Many pet owners exacerbate this issue by trying to “train” the dog not to guard. They begin interacting with the dog more while they’re eating or when they have a chew.
Or even worse, they might make it a point to periodically take the dog’s food away while they’re eating and then give it back to them. “Practice makes perfect!” Right? Wrong.
You should not, under any circumstances, attempt to “train” away resource guarding. Every single time your dog repeats the behavior, you are making the situation worse. Every repetition makes them more likely to resource guard the next time you approach them. Stopping repetition is the only way to address this issue.
If you’ve stopped repetition and still have trouble with resource guarding against your pup, you should seek additional help in our Ask the Trainer forum.
Puppy Aggression Towards Other Dogs
Most young puppies don’t show aggression towards other dogs. If you toss a new puppy into a situation with a dog they’ve never met, and that dog immediately gets into their face, they might growl and curl their lips up in fear. However, those behaviors occur more due to fear and overwhelming than actual aggression.
With that said, as a puppy gets older they can develop aggression towards strange dogs if you do not socialize them properly. For example, you might find that when you’re walking them on a leash and they encounter another dog, they approach stiffly, and when the dog gets too close they might growl or snap at them.
This usually comes as a surprise, because the puppy might have met another dog a few weeks before and behaved totally normally.
In these types of instances, puppies can decline in their socialization quite suddenly.
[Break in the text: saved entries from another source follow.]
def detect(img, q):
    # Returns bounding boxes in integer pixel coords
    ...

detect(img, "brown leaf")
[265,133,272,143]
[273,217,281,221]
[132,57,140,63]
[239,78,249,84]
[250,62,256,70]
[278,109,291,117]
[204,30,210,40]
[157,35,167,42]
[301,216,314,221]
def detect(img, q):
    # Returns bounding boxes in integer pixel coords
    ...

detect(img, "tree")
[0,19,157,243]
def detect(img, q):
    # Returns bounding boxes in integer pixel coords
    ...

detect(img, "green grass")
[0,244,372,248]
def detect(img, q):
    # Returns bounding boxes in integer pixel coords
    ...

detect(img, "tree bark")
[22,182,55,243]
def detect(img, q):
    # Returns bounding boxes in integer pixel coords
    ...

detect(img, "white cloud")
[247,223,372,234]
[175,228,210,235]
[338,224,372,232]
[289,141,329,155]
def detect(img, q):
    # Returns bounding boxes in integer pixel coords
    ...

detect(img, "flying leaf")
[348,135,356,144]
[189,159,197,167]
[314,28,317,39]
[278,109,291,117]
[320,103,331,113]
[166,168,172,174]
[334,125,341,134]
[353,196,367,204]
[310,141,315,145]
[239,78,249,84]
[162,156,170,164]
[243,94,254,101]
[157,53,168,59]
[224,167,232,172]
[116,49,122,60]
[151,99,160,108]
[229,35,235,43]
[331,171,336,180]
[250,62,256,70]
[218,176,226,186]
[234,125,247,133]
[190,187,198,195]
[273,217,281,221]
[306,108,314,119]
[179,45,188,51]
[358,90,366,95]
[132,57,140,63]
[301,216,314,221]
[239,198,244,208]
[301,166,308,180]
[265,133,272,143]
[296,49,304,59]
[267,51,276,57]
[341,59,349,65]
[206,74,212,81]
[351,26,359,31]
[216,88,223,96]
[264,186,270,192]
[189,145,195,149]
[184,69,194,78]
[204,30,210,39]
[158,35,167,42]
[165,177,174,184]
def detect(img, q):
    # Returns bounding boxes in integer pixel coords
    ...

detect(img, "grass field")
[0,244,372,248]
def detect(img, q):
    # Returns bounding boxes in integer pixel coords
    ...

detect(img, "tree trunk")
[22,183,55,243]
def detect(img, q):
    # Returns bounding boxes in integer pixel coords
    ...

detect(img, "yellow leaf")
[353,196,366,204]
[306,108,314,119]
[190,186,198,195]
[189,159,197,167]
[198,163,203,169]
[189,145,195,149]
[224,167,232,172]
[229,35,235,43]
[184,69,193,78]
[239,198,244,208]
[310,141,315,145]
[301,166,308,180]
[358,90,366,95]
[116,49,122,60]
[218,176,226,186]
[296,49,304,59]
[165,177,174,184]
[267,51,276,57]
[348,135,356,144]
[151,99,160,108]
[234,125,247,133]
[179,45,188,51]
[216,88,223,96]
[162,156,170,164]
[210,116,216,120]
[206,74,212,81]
This is especially true with dogs who do not appear happy to see other dogs. If your pup simply approaches the other dog but appears uncomfortable with their advances or attempts to play, it’s important to focus on positive socialization that ends well for your pup.
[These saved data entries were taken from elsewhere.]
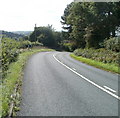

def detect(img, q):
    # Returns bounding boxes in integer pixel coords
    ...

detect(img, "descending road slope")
[18,51,119,116]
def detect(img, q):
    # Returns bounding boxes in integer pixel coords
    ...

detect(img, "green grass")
[70,53,119,74]
[1,48,53,117]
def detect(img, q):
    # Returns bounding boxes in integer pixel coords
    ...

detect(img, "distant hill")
[2,30,24,39]
[12,31,33,36]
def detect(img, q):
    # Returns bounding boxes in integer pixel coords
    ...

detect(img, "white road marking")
[73,68,76,71]
[104,86,117,93]
[53,54,120,100]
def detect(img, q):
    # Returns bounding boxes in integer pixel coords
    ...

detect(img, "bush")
[1,38,21,78]
[104,37,120,52]
[19,40,32,48]
[74,48,119,66]
[1,37,38,79]
[31,41,43,47]
[61,40,76,52]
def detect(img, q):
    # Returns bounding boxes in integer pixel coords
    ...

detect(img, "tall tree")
[61,2,120,48]
[29,26,55,47]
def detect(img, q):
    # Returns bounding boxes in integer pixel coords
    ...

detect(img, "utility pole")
[34,24,37,42]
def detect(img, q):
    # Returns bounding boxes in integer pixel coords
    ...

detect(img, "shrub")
[1,38,21,78]
[1,37,38,79]
[31,41,43,47]
[104,37,120,52]
[74,48,119,66]
[62,40,76,52]
[19,40,32,48]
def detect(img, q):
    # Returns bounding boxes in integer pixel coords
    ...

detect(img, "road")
[18,51,119,116]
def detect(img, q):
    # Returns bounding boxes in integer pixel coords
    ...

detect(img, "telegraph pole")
[34,24,37,42]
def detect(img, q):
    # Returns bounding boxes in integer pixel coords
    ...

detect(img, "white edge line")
[53,54,120,100]
[104,86,117,93]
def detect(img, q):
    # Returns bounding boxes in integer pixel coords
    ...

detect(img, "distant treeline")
[13,31,32,36]
[2,30,24,39]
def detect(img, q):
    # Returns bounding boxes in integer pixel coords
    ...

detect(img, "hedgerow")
[1,36,51,117]
[74,48,119,66]
[1,48,53,117]
[1,38,21,79]
[1,37,41,80]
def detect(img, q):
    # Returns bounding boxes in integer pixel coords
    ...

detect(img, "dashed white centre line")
[104,86,117,93]
[73,68,76,71]
[53,54,120,100]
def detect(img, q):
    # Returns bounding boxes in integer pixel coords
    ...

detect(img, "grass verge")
[70,53,119,74]
[1,48,53,117]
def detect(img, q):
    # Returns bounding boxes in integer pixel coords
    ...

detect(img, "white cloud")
[1,0,73,31]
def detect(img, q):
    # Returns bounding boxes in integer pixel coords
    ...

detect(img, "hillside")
[2,30,24,39]
[12,31,32,36]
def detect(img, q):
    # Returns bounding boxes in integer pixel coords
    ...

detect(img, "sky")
[1,0,73,32]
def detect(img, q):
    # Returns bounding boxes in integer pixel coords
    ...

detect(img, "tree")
[61,2,120,49]
[53,31,62,47]
[61,2,74,32]
[29,26,55,47]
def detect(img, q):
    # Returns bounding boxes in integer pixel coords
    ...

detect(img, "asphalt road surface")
[18,51,119,116]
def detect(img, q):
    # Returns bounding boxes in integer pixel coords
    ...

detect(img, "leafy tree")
[61,2,74,32]
[61,2,120,49]
[29,26,55,47]
[53,31,62,47]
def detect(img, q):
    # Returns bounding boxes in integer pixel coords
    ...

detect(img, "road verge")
[1,48,53,117]
[70,53,119,74]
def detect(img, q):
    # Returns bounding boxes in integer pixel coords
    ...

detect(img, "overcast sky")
[1,0,73,31]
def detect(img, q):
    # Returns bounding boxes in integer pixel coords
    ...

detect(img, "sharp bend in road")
[18,51,119,116]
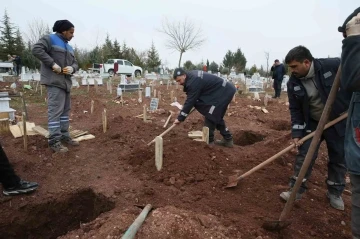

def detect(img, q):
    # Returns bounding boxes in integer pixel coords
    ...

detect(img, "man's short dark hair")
[285,46,314,64]
[274,59,280,63]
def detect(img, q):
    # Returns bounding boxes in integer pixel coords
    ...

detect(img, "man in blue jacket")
[173,68,236,147]
[280,46,351,211]
[32,20,79,153]
[270,59,286,98]
[338,7,360,238]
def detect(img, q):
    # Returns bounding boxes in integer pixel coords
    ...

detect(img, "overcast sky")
[3,0,359,69]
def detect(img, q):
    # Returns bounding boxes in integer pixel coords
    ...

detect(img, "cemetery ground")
[0,79,353,239]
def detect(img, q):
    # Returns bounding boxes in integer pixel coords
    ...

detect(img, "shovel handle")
[237,112,348,181]
[147,124,177,146]
[147,108,195,146]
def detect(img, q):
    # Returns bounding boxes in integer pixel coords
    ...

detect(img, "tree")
[133,50,147,69]
[113,39,121,58]
[209,61,219,72]
[146,41,161,72]
[0,10,16,60]
[159,17,206,67]
[24,18,51,46]
[23,18,51,69]
[264,51,270,77]
[14,28,25,56]
[222,50,234,70]
[258,65,266,76]
[195,62,204,70]
[249,64,258,75]
[220,67,230,74]
[22,41,40,69]
[121,41,130,60]
[89,46,102,65]
[183,60,196,70]
[206,59,209,71]
[233,48,247,73]
[102,33,113,59]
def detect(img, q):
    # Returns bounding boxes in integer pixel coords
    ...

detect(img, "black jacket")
[287,58,351,139]
[341,35,360,175]
[178,70,236,123]
[271,64,286,81]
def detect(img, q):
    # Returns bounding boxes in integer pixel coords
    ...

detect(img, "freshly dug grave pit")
[268,119,290,131]
[233,130,265,146]
[0,188,114,239]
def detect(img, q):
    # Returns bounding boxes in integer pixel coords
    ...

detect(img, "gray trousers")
[351,174,360,238]
[46,86,71,145]
[290,120,347,195]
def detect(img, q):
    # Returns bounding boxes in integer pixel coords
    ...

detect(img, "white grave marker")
[145,87,151,98]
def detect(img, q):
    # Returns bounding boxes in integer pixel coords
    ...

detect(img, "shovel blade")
[224,175,241,188]
[262,220,291,232]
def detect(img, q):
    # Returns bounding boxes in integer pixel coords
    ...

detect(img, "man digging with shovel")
[280,46,351,210]
[173,68,236,147]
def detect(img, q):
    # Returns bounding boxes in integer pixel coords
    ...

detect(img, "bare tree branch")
[264,51,270,77]
[158,17,206,67]
[24,18,51,45]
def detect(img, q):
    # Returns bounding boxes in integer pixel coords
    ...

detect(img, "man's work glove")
[63,66,74,75]
[346,13,360,37]
[52,63,62,74]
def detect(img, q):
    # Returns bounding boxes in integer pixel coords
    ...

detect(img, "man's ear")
[303,59,311,66]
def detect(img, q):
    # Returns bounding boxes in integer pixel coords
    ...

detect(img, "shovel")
[147,108,195,146]
[262,66,342,232]
[225,112,348,188]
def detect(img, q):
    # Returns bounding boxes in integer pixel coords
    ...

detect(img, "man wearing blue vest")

Many pet owners attempt to socialize their puppies but end up having the opposite effect when they overwhelm them with new places, people, or dogs.
How Leash Reactivity and Aggression Arises
Let’s look at an example. Say our puppy, Max is a bit wary of new dogs. They tolerate strange dogs approaching, and don’t growl or snap. However, they aren’t excited to see them and don’t attempt to play with the other dogs they meet.
Max has a few interactions with some dogs that are way too rambunctious for his taste. The dogs immediately get into his face to sniff him, and he stands stiffly waiting for them to back off. He doesn’t growl, but he is becoming overwhelmed. This happens again the next time Max goes out on a leash. It repeats again the next time.
Eventually, when Max sees another dog approaching, he becomes anxious. He anticipates another uncomfortable interaction with a dog that is too pushy.
When the dog approaches him and gets in his face, Max growls. The dog, who is rambunctious and blind to Max’s signals that he’s uncomfortable, continues to sniff him pushily and Max snaps at him.
Max’s owner, surprised at this “new” development, pulls Max away and scolds him. Of course, this further adds a punishing element to interacting with other dogs, making Max’s developing aggression even worse.
As you can see from our example with Max, reading your dog’s body language and understanding how your reaction can influence their behavior is important when dealing with aggression!